If --eval-interval is set, eval datasets must be configured.
Step 2: Build YAML with Required Fields
Each dataset needs at least:
Example:
eval:
defaults:
n_samples_per_eval_prompt: 1
temperature: 0.7
top_p: 1.0
datasets:
- name: aime
path: /path/to/aime.jsonl
rm_type: math
input_key: prompt
label_key: answer
metadata_overrides:
split: test
Step 3: Understand Override Priority
slime/utils/eval_config.py resolves fields in this order:
- Dataset-level values in
eval.datasets[*]
eval.defaults
- CLI args fallback (for example eval_* or rollout_* fields)

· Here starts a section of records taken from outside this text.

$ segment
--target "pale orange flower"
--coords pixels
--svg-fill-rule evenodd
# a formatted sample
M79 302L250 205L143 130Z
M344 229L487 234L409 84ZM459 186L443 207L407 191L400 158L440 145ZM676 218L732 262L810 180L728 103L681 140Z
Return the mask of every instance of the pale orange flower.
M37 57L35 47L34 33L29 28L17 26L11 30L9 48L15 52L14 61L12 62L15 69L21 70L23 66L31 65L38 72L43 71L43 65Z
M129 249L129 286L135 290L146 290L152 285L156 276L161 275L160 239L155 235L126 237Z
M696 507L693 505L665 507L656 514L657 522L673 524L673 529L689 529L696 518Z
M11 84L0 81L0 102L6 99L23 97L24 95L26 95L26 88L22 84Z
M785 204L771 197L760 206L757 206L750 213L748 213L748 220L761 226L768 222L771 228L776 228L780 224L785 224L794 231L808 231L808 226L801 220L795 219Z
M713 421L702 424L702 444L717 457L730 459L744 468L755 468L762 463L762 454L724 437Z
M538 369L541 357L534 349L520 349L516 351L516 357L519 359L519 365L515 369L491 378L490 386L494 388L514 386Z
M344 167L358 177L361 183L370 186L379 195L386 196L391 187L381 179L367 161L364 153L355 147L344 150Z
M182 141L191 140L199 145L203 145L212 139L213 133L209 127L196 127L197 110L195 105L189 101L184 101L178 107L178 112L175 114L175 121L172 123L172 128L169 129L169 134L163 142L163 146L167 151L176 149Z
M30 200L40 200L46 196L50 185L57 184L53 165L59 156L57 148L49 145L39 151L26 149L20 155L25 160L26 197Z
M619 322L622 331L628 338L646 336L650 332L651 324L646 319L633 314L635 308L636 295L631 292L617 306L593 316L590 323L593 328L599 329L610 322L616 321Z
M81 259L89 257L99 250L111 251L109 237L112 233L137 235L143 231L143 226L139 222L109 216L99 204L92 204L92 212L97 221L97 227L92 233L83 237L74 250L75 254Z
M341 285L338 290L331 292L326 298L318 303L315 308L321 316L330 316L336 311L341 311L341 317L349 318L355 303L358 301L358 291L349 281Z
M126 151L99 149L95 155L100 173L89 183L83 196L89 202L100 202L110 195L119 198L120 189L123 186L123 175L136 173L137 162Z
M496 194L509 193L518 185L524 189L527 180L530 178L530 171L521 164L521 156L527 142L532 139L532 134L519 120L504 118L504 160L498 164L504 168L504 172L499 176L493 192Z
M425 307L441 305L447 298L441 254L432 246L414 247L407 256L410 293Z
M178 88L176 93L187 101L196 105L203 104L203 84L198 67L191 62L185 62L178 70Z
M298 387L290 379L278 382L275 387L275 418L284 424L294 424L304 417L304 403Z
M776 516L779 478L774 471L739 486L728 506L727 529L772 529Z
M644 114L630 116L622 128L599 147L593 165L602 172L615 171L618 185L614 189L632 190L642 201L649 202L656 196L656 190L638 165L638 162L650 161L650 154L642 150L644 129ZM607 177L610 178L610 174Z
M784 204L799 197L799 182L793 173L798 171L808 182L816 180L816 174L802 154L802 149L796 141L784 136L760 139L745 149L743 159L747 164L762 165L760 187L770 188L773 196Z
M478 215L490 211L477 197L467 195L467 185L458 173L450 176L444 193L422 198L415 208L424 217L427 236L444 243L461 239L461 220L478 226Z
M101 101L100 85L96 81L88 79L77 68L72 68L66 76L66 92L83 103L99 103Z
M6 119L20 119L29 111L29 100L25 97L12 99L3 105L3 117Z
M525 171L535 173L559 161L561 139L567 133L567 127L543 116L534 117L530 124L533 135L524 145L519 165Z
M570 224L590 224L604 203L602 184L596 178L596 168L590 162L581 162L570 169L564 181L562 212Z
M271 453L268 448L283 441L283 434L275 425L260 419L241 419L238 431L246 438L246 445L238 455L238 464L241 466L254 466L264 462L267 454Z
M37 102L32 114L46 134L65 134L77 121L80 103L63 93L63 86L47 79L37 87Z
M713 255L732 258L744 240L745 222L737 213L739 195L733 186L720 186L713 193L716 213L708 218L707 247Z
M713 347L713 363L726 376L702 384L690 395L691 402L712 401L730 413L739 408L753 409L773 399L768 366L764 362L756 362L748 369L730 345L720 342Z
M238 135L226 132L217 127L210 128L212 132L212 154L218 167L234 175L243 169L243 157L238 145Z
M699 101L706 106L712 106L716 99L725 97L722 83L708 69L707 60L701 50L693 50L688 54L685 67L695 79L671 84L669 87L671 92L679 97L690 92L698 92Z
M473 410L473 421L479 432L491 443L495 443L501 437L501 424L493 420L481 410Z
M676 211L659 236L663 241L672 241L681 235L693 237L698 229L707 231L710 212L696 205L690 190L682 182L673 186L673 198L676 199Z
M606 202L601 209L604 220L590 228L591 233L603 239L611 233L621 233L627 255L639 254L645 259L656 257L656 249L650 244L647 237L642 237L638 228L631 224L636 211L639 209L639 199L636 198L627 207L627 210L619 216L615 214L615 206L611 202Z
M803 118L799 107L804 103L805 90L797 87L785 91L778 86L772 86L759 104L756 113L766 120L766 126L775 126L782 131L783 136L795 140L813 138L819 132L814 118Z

Common overridable fields include:
- Runtime:
n_samples_per_eval_prompt, temperature, top_p, top_k, max_response_len
- Sample keys:
input_key, label_key, tool_key, metadata_key
- Extra:
rm_type, custom_generate_function_path, metadata_overrides
Step 4: Wire Eval Function if Needed
By default, eval uses --eval-function-path (defaults to rollout function path).
Use a separate eval function when inference/eval behavior must differ from training rollout.
Step 5: Validate Parsing and Runtime
- Start with config parsing sanity by running a short launch command.
- Confirm dataset entries are loaded into
args.eval_datasets.
- Verify output keys match eval logging/metrics expectations.
Common Mistakes
- Missing
name in dataset entries
- Odd-length
--eval-prompt-data pairs
- Setting
--eval-interval without any eval dataset
- Mixing reward dict outputs without
eval_reward_key configuration
Reference Locations
- Eval config model:
slime/utils/eval_config.py
- Eval config resolution:
slime/utils/arguments.py
- Eval rollout path:
slime/rollout/sglang_rollout.py
- Customization docs:
docs/en/get_started/customization.md